Availability and Pricing

During the preview period, GPT-5.6 models are available through the API and through Codex, limited to the select group of trusted partners and organizations mentioned earlier. OpenAI states the plan is to expand to ChatGPT, Codex, and general API access for everyone "soon," though no specific date beyond "coming weeks" has been disclosed.

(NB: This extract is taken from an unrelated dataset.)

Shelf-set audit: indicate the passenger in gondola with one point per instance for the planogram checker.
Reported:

Pricing, per one million tokens, is structured clearly across the three tiers:

Model	Input Price	Output Price
Sol	$5	$30
Terra	$2.50	$15
Luna	$1	$6

For context, Terra's pricing reflects the "2x cheaper than GPT-5.5 at competitive performance" positioning OpenAI describes — a genuinely aggressive pricing move if the performance claims hold up under broader real-world use.

New Caching Improvements

GPT-5.6 also introduces more predictable prompt caching behavior, including support for explicit cache breakpoints that developers can define and a guaranteed 30-minute minimum cache life. The economics shift slightly here too: cache writes are now billed at 1.25 times the model's standard uncached input rate, while cache reads continue to receive the existing 90% discount on cached input tokens. For high-volume applications that reuse the same prompt structure repeatedly, this caching behavior can meaningfully affect total cost.

Cerebras: Frontier Speed

Separately, OpenAI announced that GPT-5.6 Sol will become available on Cerebras hardware starting in July, running at speeds of up to 750 tokens per second — a substantial leap in raw generation speed compared to standard API delivery. Access will initially be limited to select customers as Cerebras and OpenAI work to expand available capacity. For latency-sensitive applications where response speed is the binding constraint rather than cost, this represents a meaningfully faster way to access frontier-level capability.

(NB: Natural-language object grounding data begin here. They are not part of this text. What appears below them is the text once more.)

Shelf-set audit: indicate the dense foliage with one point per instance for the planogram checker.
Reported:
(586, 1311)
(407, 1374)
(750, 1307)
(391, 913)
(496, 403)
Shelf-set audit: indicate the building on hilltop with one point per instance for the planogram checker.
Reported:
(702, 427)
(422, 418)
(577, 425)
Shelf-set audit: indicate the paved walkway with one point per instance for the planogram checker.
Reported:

What This Means in Context

GPT-5.6 Sol's preview lands at a moment when the entire frontier AI industry is grappling with the same underlying question: how do you release genuinely more capable models without also releasing more capable tools for causing serious harm. The benchmark comparisons in this announcement — Sol against Claude Mythos 5, against Claude Fable 5, against Gemini 3.1 Pro Preview — confirm that every major AI lab is now operating in roughly the same capability neighborhood on the hardest cybersecurity and coding tasks, even as each company makes different choices about how cautiously to release that capability.

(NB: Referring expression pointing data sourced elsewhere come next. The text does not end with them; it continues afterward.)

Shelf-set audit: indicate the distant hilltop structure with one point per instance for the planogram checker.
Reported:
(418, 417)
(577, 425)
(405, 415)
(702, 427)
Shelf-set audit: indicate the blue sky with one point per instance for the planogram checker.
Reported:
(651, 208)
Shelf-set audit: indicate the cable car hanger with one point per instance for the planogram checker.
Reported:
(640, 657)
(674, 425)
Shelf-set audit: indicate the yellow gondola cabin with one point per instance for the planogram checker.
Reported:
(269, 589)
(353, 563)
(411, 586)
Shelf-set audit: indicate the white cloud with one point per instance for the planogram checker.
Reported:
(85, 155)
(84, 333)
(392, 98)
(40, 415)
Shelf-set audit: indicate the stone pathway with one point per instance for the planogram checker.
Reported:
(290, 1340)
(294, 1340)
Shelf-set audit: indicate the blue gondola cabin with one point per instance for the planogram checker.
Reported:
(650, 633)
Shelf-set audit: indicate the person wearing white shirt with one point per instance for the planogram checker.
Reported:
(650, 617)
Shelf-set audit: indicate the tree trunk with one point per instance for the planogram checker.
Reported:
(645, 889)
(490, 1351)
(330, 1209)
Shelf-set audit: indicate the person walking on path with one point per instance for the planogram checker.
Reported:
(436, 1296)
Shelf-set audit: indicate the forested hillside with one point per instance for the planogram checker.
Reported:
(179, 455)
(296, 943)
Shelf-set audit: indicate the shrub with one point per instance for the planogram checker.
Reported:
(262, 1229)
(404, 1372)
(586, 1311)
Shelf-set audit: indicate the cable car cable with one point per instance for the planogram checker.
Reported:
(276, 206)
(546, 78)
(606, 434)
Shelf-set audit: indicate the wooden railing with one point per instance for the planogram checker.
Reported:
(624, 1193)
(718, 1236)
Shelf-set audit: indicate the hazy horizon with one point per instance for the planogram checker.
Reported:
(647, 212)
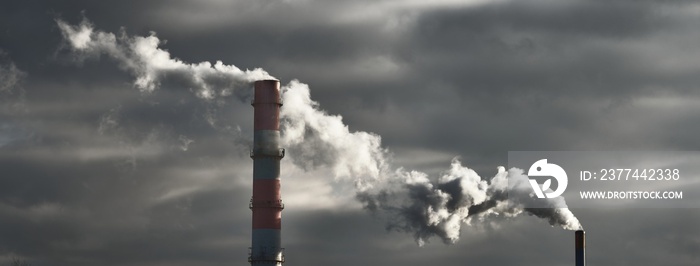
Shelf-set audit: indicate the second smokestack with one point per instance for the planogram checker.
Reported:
(580, 248)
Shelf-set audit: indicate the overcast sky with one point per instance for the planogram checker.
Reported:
(93, 171)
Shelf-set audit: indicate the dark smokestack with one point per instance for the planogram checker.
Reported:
(580, 248)
(266, 202)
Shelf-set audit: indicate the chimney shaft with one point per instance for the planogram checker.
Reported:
(266, 202)
(580, 248)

OpenAI's approach this time combines a genuine architectural innovation — splitting generation from capability tier in the naming system, introducing subagent-based Ultra mode — with the most extensive safety investment the company has publicly disclosed for a single release. The government coordination adds a layer that goes beyond OpenAI's own internal decisions, reflecting a broader reality that frontier AI capability has reached a point where governments are actively involved in release timing, not just policy discussion after the fact.

Final Takeaway

GPT-5.6 Sol, Terra, and Luna represent OpenAI's most structurally significant model release in some time — not just because of what the models can do, but because of how OpenAI chose to talk about the process of releasing them. A new naming architecture that separates generation from capability tier. A subagent-powered Ultra mode that meaningfully outperforms single-agent reasoning on hard coding tasks. A four-layer safety stack built specifically to handle the tension between defensive and offensive cybersecurity use. And a limited preview shaped directly by conversations with the US government, which OpenAI has gone on record saying it hopes will not become the standard pattern for future releases.

The benchmark numbers are genuinely strong, particularly Sol Ultra's lead on Terminal-Bench 2.1 and the token-efficiency gains on GeneBench v1 and ExploitBench. But the more consequential story in this announcement may be the precedent being set around how frontier AI labs and governments coordinate the pace of capability releases — a question that will likely resurface with every major model launch from here forward.